Радио "Стори FM"
Дмитрий Воденников: Пробел и умолчание

Дмитрий Воденников: Пробел и умолчание

"Когда шокировать может смешное"

«Главное – иметь наглость знать, что это стихи». Удивительно, как нас всегда обманывает наша память. Я это стихотворение Яна Сатуновского пол своей жизни повторял про себя именно так. Оказалось, врал.

Программное одностишие поэта, который стоял в истоках русского конкретизма, на самом деле звучит иначе. «Главное – иметь нахальство знать, что это стихи». Как так могло произойти? Почему я заменил мягкое «нахальство» на грубую «наглость», юность на зрелость, хохолок Хлестакова на гыкающий звук бойкой тётки в долгой советской очереди за арбузом? 
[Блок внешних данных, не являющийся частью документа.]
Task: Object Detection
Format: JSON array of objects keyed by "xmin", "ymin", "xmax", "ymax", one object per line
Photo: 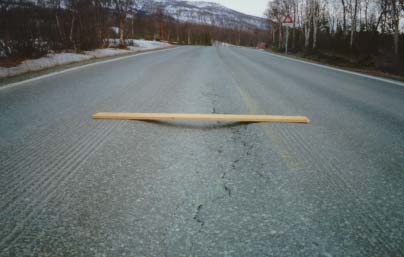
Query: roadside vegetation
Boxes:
[
  {"xmin": 265, "ymin": 0, "xmax": 404, "ymax": 76},
  {"xmin": 0, "ymin": 0, "xmax": 266, "ymax": 67}
]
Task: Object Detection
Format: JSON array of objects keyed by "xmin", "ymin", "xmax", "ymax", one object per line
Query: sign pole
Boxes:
[{"xmin": 285, "ymin": 26, "xmax": 289, "ymax": 54}]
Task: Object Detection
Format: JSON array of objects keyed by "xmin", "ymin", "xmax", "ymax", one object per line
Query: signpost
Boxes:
[{"xmin": 282, "ymin": 15, "xmax": 293, "ymax": 54}]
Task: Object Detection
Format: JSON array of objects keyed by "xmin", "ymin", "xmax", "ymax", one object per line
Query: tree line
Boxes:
[
  {"xmin": 0, "ymin": 0, "xmax": 268, "ymax": 58},
  {"xmin": 265, "ymin": 0, "xmax": 404, "ymax": 71}
]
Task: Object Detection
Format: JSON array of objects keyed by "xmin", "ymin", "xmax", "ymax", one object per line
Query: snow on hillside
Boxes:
[
  {"xmin": 0, "ymin": 39, "xmax": 170, "ymax": 78},
  {"xmin": 141, "ymin": 0, "xmax": 267, "ymax": 29}
]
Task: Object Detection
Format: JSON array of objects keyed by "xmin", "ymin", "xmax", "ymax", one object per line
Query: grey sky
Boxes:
[{"xmin": 191, "ymin": 0, "xmax": 269, "ymax": 17}]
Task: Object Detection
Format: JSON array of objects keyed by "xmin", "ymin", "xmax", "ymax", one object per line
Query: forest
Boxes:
[
  {"xmin": 265, "ymin": 0, "xmax": 404, "ymax": 75},
  {"xmin": 0, "ymin": 0, "xmax": 404, "ymax": 75}
]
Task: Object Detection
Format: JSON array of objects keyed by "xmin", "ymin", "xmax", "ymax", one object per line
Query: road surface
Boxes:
[{"xmin": 0, "ymin": 46, "xmax": 404, "ymax": 256}]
У Эдуарда Лимонова есть воспоминание о Сатуновском. Тогда Сатуновскому было уже шестьдесят лет. Жил он в Электростали, работал инженером-химиком, писал свои странные стихи. С середины 70-х стал издаваться на Западе – «тамиздат». В 1974- м в семи экземплярах напечатал на машинке своё «Избранное» в трёх томах – «самиздат».

С Лимоновым Сатуновского познакомил Генрих Сапгир. 
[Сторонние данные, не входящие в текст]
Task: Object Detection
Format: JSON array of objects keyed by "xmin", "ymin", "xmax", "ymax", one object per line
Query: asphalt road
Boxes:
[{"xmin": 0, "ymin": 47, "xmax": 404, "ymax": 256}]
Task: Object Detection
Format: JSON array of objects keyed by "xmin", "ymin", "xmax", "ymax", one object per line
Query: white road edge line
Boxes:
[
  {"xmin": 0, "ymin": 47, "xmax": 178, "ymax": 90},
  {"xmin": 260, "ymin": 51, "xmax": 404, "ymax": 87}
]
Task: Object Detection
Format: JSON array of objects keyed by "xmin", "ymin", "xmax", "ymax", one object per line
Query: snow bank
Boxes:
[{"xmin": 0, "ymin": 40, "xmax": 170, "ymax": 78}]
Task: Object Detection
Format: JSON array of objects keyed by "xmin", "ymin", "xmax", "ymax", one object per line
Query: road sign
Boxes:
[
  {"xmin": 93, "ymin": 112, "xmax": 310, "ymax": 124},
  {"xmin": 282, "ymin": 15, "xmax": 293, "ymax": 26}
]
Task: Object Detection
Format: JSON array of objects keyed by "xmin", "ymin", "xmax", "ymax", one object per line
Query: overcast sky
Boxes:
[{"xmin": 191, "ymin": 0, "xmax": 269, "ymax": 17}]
«Я занимал тогда комнату в центре Москвы вблизи Пушкинской площади, и ко мне заходили все, и по делу, и просто по дороге. Сапгир привёл с собой какого-то лысого дядьку простоватого вида, с бухгалтерскими усиками, в руке у дядьки была авоська. Познакомься – поэт Ян Сатуновский. Ну боже мой, конечно, я слышал о Яне, я знаю его лукавые стихи».

Когда Лимонов говорит о «лукавых стихах», он имеет в виду стихотворение Сатуновского «Хочу ли я посмертной славы». Но мы сейчас не о нём.
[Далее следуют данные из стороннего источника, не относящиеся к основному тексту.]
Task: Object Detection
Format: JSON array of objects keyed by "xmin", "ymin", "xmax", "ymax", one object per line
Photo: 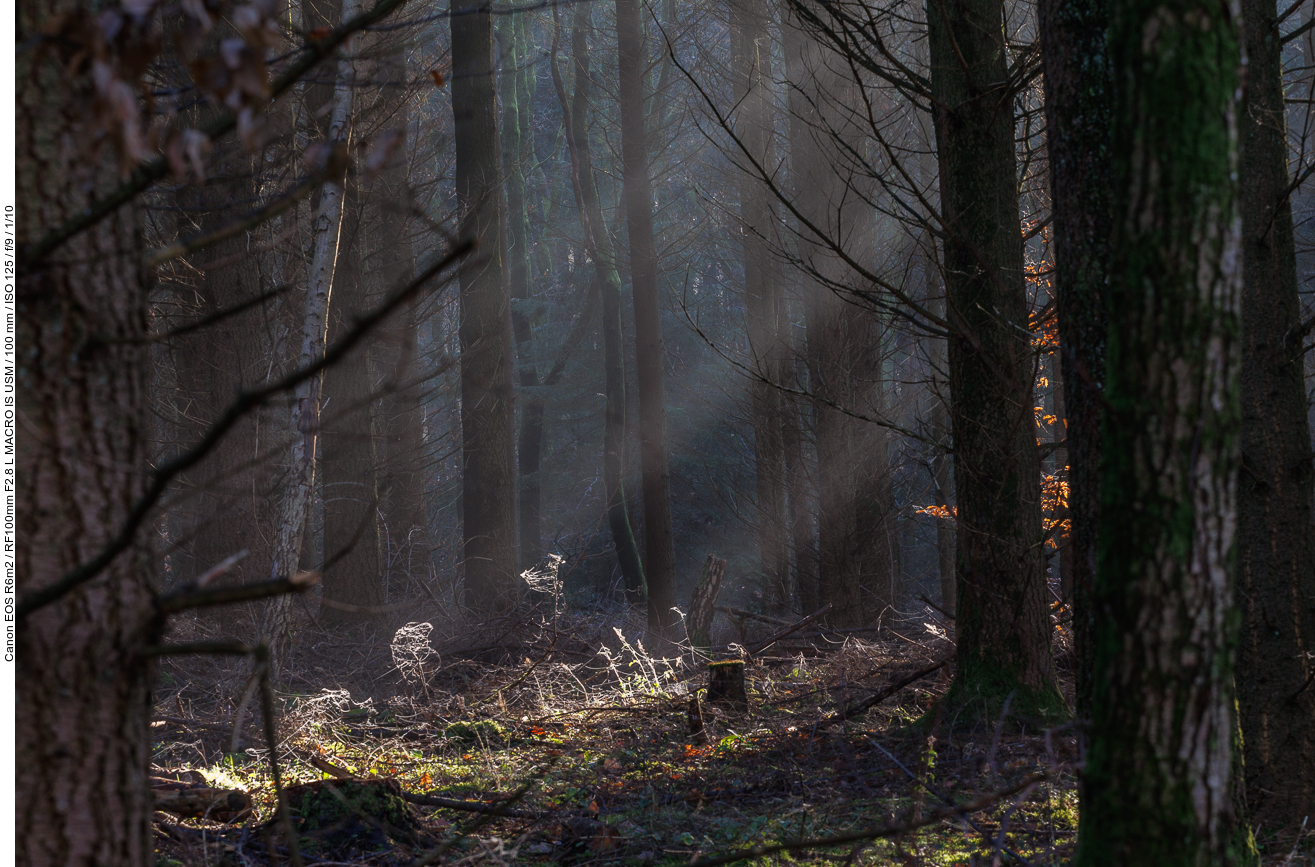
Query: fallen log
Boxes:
[
  {"xmin": 818, "ymin": 656, "xmax": 953, "ymax": 725},
  {"xmin": 151, "ymin": 780, "xmax": 251, "ymax": 822},
  {"xmin": 748, "ymin": 603, "xmax": 831, "ymax": 656}
]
Мы про одностишие. И мы, конечно, знаем ещё один, куда более известный моностих. 

«О закрой свои бледные ноги».

Так написал декадент Валерий Брюсов, и разразился большой скандал. Владимир Соловьёв погрозил кулаком: «Для полной ясности следовало бы, пожалуй, прибавить: «ибо иначе простудишься», но и без этого совет г-на Брюсова, обращённый, очевидно, к особе, страдающей малокровием, есть самое осмысленное произведение всей символической литературы».

Газеты возмущались (Тынянов потом вспоминал): «Почему одна строка?» – было первым вопросом, и только вторым вопросом было: «Что это за ноги?». Брюсов о принадлежности ног отвечал запальчиво: «Чего, чего только не плели газетные писаки по поводу этой строки… а это просто обращение к распятию». (По нашим временам – ещё большая крамола.)

А вот Есенин, знавший толк в скандалах, историю с этим стихотворением в 1924 году вспоминал с нежностью: «Он первый сделал крик против шаблонности своим знаменитым: «О закрой свои бледные ноги».

А родилось это брюсовское одностишие зимой, 3 декабря 1894 года. Любопытно (я не знал об этом), что в отделе рукописей Российской государственной библиотеки хранится автограф, который сильно отличается от того, что мы знаем. В черновике сперва написано: «Обнажи свои бледные ноги». Потом первое слово зачёркнуто, а сверху над ним исправление: «Протяни». Окончательный вариант со словом «О закрой» в автографе отсутствует. После единственной строки оставлено свободное место до конца страницы.

Я вот никогда не писал моностихов. У меня были только отдельные строки, отбитые пробелом от короткого текста. Вот как в этом стихотворении:

Я – это очень, очень просто:

немного тщеславья, немного

терпенья

плюс тела бедного кулёк,

который я тащу через года,

как будто что-то ценное 

таскаю 

(ведь даже я подвержен 

тленью).

Я этого не понимаю.

Сейчас набирал этот текст и вдруг понял. Надо было сделать в том далёком 1997 году только одно: на чистой странице оставить единственную фразу: «Я не понимаю». И, может быть, это было бы лучшее стихотворение про нас всех.